Seanad debates

Thursday, 12 December 2002

Appropriation Bill, 2002 [Certified Money Bill]: Second and Subsequent Stages.

 

Jim Higgins (Fine Gael)

I welcome the Minister of State. The convention is that the Appropriation Bill is nodded through the Dáil and debated in the Seanad, but a debate is needed this year more than ever on the state of the public finances and the expenditure of public funds over the past 12 months. That is the reason I am glad we have a brief opportunity to debate the legislation. It should have been entitled the Misappropriation Bill, 2002, because the economic performance of the Government and its predecessor is ample testimony to the misappropriation of public funds in recent years.

Last year's Bill appropriated a sum of £25,855,285,000 and while this year's will appropriate €29,341,108,000. This represents a whopping increase of €3,486 million or 5% on last year's figure.
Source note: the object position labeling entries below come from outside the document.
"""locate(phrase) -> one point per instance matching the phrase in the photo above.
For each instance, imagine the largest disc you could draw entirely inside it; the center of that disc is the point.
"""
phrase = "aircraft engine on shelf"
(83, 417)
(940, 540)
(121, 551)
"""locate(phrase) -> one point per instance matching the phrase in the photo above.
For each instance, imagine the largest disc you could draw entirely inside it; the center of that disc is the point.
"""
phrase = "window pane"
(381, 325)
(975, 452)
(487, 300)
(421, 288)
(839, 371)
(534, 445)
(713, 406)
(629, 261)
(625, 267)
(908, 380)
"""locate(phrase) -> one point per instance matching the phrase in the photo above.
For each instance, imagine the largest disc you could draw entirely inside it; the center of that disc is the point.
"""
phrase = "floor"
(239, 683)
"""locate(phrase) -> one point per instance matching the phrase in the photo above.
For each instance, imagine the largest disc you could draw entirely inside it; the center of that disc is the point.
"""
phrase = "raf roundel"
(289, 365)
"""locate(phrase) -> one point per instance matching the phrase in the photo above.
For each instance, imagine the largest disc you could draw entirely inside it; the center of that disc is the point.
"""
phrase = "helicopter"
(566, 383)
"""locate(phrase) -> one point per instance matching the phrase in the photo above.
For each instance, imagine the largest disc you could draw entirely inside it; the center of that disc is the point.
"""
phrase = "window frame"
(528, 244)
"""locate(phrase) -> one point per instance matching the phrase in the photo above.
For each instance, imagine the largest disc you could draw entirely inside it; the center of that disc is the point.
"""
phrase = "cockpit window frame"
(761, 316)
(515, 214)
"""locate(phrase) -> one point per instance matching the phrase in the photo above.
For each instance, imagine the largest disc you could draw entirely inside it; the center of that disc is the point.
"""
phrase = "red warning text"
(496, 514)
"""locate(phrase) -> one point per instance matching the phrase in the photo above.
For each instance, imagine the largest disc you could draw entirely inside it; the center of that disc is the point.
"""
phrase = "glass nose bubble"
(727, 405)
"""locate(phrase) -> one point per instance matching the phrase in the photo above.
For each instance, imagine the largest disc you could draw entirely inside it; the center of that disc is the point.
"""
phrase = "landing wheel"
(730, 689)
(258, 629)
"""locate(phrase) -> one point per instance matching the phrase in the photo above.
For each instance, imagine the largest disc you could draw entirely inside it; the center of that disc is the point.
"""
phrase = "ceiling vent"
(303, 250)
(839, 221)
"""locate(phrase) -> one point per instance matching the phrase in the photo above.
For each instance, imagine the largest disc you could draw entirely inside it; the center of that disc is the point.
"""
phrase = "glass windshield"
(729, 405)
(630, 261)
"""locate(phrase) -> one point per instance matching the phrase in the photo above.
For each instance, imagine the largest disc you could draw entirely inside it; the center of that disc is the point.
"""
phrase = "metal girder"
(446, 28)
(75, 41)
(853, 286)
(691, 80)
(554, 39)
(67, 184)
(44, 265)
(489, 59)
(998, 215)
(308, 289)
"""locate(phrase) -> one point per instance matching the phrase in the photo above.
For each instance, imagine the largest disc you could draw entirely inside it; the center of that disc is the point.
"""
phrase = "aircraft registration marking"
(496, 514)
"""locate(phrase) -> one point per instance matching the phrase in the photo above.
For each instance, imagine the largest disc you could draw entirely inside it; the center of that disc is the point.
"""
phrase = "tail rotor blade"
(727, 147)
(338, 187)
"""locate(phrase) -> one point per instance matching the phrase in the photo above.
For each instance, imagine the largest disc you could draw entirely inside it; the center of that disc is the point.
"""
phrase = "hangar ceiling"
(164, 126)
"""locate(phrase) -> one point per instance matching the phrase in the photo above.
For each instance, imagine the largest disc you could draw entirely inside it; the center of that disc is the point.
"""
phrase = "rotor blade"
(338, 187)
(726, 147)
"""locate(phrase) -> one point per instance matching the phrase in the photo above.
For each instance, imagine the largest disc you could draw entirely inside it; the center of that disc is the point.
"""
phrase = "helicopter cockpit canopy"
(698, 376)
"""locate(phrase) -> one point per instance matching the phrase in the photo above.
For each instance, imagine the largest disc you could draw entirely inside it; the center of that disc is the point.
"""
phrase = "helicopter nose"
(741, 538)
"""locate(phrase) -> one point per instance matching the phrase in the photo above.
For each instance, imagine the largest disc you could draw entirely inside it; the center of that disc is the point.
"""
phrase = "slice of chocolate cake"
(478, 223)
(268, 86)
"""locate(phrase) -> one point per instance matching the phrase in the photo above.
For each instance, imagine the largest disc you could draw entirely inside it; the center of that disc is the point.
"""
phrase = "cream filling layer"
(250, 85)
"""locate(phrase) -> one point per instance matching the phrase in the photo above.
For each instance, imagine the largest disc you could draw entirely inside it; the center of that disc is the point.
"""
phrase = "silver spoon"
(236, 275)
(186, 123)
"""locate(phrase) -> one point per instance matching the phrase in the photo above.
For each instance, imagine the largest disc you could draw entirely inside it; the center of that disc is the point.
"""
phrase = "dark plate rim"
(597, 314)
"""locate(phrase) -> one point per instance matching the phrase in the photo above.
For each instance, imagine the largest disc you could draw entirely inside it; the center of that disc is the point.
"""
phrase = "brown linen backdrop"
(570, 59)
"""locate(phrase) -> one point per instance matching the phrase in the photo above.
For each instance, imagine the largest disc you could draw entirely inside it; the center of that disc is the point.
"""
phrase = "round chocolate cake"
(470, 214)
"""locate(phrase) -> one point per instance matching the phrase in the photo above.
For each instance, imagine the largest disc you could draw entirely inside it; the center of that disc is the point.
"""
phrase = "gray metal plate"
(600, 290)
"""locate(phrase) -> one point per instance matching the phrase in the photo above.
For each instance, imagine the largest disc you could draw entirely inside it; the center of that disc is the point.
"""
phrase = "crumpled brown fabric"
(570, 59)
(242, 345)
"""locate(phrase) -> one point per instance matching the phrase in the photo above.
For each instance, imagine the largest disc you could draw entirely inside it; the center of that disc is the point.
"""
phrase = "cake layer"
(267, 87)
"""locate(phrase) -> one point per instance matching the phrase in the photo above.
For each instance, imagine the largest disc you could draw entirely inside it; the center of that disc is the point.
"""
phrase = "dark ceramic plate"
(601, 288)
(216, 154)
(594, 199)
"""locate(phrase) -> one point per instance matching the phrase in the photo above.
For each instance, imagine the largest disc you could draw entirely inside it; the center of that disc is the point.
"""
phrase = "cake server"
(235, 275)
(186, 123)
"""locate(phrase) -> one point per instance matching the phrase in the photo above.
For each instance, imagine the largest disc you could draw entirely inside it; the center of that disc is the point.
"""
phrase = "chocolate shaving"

Last year in his Budget Statement the Minister for Finance, Deputy McCreevy, acknowledged that current spending during his terms of office had increased by 79%. What an admission from a Minister who on taking office stated there would be a rigid cap on public expenditure, an increase of not more than 2% above inflation, yet after five years expenditure had increased by 79%.

Instead of acknowledging that his target was not valid, the Minister made absolutely no apology for the massive escalation in the expenditure of public finances and, instead of putting on the brakes, he indulged in a reckless spending spree, squandering a €4.8 billion surplus and plunging us into deficit budgeting, like the old days. However, 2001 was an election year and it was a case of power at all costs, irrespective of what damage would be done to the public finances.

This was done by a Minister who earned universal praise in the late 1970s and early 1980s for courageously standing up to the then Taoiseach, Charles Haughey, following his famous belt tightening television address to the nation in which he preached the need for fiscal rectitude and so on. Mr. Haughey was taken on by the Minister, then a Government backbencher, and told this could not happen. He won universal praise but what a shameless capitulation and betrayal by the Minister who set out his stall last week as a pioneer of fiscal rectitude.